As the world’s most important daily newspaper, The New York Times is disproportionately influential in framing the public and diplomatic discourse on many issues, both in the U.S. and beyond. This is particularly true with regard to the Middle East, given how much space it allocates to the subject. One of the great myths of modern journalism, particularly outside the U.S., is that the New York Times is ”pro-Israel.”
In fact, it would be truer to say that the opposite is the case.
On March 4, a 59-year-old American Baptist, William P. Hyde, was among 21 people killed by a suicide bomber in Davao in the southern Philippines. That an American died was made clear in the following day’s New York Times. The Times titled its news report ”Bombing Kills An American And 20 Others In Philippines.” The first seven paragraphs concerned Hyde, who had lived and worked in the Philippines since 1978, and another American, Barbara Stevens, who had been ”slightly wounded” in the attack.
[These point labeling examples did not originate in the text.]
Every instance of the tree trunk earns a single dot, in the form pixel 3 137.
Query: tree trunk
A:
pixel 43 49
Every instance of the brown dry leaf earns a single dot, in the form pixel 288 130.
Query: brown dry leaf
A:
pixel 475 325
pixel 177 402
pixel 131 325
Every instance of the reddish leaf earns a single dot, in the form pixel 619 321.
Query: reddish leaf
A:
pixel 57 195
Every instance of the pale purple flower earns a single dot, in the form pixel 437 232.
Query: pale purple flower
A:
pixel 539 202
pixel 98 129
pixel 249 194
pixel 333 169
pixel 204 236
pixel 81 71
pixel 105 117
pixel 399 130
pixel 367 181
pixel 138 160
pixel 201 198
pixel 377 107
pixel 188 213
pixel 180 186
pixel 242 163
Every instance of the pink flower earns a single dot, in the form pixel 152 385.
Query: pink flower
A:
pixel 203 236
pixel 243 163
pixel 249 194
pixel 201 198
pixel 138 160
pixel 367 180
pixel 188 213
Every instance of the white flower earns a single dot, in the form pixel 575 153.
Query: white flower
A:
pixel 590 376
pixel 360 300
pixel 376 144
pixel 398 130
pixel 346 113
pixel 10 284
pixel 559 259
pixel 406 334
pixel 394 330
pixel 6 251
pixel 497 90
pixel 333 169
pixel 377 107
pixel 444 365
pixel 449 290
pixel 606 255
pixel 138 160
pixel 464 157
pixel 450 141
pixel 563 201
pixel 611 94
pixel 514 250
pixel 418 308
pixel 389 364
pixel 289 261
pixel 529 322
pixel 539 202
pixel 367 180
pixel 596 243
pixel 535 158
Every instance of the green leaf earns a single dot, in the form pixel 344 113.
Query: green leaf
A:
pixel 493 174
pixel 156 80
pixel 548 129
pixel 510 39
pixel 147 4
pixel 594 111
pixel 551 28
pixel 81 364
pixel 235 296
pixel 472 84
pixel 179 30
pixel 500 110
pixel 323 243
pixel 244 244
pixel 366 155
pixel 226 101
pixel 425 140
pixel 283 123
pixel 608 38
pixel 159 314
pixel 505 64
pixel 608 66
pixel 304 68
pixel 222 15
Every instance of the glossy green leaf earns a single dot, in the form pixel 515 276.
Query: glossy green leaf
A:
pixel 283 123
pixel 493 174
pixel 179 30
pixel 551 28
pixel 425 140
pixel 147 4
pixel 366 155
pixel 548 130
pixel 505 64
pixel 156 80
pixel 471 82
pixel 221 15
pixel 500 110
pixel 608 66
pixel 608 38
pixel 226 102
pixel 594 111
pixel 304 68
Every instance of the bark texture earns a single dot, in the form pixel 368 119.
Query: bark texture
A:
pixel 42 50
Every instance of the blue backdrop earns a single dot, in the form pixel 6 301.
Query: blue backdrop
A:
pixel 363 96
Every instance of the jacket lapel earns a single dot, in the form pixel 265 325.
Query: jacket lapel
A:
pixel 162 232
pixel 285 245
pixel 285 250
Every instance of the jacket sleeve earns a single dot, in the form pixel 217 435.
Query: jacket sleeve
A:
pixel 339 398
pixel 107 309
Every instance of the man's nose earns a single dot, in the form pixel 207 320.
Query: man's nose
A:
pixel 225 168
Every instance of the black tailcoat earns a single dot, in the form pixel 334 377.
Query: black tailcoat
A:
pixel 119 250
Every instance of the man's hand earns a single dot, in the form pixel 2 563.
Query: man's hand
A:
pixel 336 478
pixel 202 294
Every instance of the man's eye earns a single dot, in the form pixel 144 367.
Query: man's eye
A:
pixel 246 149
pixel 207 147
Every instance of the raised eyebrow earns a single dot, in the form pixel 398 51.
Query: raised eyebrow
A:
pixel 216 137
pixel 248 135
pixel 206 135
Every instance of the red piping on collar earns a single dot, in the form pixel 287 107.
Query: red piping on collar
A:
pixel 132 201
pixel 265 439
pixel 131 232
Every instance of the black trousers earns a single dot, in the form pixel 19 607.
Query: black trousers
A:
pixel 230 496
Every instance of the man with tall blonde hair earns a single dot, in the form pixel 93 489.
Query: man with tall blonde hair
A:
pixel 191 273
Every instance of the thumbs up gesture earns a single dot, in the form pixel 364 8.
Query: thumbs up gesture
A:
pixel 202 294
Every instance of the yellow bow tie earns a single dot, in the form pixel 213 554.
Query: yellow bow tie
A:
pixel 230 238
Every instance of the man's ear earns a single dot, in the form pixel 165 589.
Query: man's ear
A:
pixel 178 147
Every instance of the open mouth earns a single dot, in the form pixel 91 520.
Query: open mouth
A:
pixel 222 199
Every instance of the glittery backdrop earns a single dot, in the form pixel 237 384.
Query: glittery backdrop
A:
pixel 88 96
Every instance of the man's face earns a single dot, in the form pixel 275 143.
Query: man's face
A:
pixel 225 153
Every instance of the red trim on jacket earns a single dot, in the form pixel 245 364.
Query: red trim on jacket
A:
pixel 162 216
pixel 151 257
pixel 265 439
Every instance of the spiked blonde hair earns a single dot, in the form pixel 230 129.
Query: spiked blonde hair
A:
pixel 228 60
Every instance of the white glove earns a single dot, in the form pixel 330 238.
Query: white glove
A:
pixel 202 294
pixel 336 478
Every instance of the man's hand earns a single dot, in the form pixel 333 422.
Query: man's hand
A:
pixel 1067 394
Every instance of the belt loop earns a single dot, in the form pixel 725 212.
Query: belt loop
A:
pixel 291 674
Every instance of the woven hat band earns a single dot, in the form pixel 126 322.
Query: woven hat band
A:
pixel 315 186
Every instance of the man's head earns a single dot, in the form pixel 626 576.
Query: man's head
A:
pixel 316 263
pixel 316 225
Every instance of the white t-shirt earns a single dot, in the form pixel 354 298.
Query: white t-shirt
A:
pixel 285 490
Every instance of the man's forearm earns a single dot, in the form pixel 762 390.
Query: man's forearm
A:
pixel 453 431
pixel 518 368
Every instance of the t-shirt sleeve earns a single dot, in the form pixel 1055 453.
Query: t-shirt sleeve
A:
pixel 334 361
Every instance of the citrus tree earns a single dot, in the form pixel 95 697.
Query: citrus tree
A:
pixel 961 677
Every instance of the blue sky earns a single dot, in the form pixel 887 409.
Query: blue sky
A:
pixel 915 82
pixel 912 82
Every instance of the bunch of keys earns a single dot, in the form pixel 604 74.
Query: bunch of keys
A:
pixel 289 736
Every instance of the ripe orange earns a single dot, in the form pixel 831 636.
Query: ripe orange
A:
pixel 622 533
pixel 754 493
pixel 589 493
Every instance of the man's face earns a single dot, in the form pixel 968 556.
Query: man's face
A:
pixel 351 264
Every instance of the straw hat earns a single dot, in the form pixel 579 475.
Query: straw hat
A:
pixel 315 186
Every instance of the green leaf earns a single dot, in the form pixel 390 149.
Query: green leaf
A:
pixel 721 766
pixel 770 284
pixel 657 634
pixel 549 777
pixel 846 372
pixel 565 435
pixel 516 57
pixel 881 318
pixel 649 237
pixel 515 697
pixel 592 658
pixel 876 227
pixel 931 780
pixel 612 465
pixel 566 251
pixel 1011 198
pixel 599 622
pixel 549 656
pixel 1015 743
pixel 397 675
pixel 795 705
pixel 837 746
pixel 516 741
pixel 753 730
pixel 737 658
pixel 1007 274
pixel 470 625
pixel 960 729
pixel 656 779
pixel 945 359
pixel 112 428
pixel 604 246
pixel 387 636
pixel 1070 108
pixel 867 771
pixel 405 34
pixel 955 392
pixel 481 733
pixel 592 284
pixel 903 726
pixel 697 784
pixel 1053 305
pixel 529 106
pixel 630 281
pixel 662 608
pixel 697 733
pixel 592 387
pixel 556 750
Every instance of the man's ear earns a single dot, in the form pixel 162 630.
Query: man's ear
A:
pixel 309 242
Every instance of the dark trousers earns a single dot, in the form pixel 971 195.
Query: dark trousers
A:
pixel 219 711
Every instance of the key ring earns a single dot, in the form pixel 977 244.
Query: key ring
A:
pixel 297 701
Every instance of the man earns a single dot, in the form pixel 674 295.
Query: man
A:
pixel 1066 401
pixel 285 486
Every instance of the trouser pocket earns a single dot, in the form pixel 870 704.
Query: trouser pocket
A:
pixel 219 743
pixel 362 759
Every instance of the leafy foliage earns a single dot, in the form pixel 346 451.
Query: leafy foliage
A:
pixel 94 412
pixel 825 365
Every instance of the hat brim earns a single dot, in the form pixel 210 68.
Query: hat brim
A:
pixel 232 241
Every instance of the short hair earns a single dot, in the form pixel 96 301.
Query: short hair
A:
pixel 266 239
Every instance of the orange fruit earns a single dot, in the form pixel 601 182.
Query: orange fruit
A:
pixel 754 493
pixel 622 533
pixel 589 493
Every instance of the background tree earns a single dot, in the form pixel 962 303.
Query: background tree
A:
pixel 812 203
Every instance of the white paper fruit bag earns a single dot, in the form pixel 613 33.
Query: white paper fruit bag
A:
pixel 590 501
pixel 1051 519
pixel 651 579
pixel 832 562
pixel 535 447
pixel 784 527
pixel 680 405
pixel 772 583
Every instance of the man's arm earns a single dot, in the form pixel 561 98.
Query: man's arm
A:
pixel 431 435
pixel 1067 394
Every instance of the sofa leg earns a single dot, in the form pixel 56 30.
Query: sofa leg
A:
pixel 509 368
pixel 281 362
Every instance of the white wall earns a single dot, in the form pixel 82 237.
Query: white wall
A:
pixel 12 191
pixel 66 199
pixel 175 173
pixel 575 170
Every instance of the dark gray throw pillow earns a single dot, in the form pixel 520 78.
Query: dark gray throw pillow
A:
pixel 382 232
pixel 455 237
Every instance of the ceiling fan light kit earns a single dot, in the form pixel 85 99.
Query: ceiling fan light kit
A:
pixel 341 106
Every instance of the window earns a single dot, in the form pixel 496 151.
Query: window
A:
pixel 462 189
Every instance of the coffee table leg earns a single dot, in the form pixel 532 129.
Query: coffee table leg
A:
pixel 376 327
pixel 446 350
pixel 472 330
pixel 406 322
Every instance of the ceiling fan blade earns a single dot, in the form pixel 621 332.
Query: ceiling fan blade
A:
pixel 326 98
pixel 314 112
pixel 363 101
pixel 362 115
The caption alongside two photos on the front page of that day’s Times also made reference to his death, as did a news summary on page 2. In addition, the paper ran an editorial titled ”Fighting Terror in the Philippines.” And a front-page photo of a wounded boy, and the caption that accompanied it, made clear that at least one child had been among the injured.
The next day (March 5), another American Baptist, 14-year-old Abigail Litle, was among 17 people killed by a suicide bomber on a bus in Haifa, Israel. The story and photo caption in the March 6 Times, tucked at the bottom corner of page 1, made no mention of Abigail’s name. Neither the headline nor the photo caption indicated that an American had died, or that the suicide bomber had deliberately chosen a bus packed with schoolchildren, or that a majority of those killed had been teenagers.
Readers of some newspapers — but not of the Times — were told that Litle’s Missouri-born parents had rushed to Haifa’s Rambam hospital to look for their ”wounded” daughter and instead had found only what remained of her: her legs. They had identified Abigail from an ankle bracelet still attached to one of them. That day’s New York Post carried on its front page a picture of the pretty, New Hampshire-born schoolgirl who had been active in Jewish-Arab school dialogue groups.
The coverage of Litle’s death is just part of what has become a familiar pattern at the Times. The paper downplays Israeli suffering, and de-emphasizes Yasir Arafat’s responsibility for the suffering of Israelis and ordinary Palestinians alike.
Upping the Death Tolls
While the Times couldn’t find room to include a photo of Abigail (or any injured child), it did choose to again run its ”Mideast Death Toll” chart alongside the news report about the Haifa bomb. Strangely, the Times (to my recollection) usually runs this chart — in which it lines up total numbers of Israeli deaths next to the greater number of Palestinian deaths — only on days after Israelis have died. The implication would seem to be that Israel is responsible for more fatalities than the Palestinians.
It also seems odd that the Times doesn’t (to the best of my knowledge) run these kind of football-score-type charts for any other conflict (Protestant vs. Catholic deaths in Northern Ireland, for example, or Afghan vs. American deaths since September 11).
The chart itself is fundamentally misleading. It makes no distinction between civilians and armed combatants, lumping together suicide bombers and other gunmen killed on shooting sprees with their innocent victims. It also reports suspected Palestinian ”collaborators” killed by their own compatriots as if they had been killed by Israelis.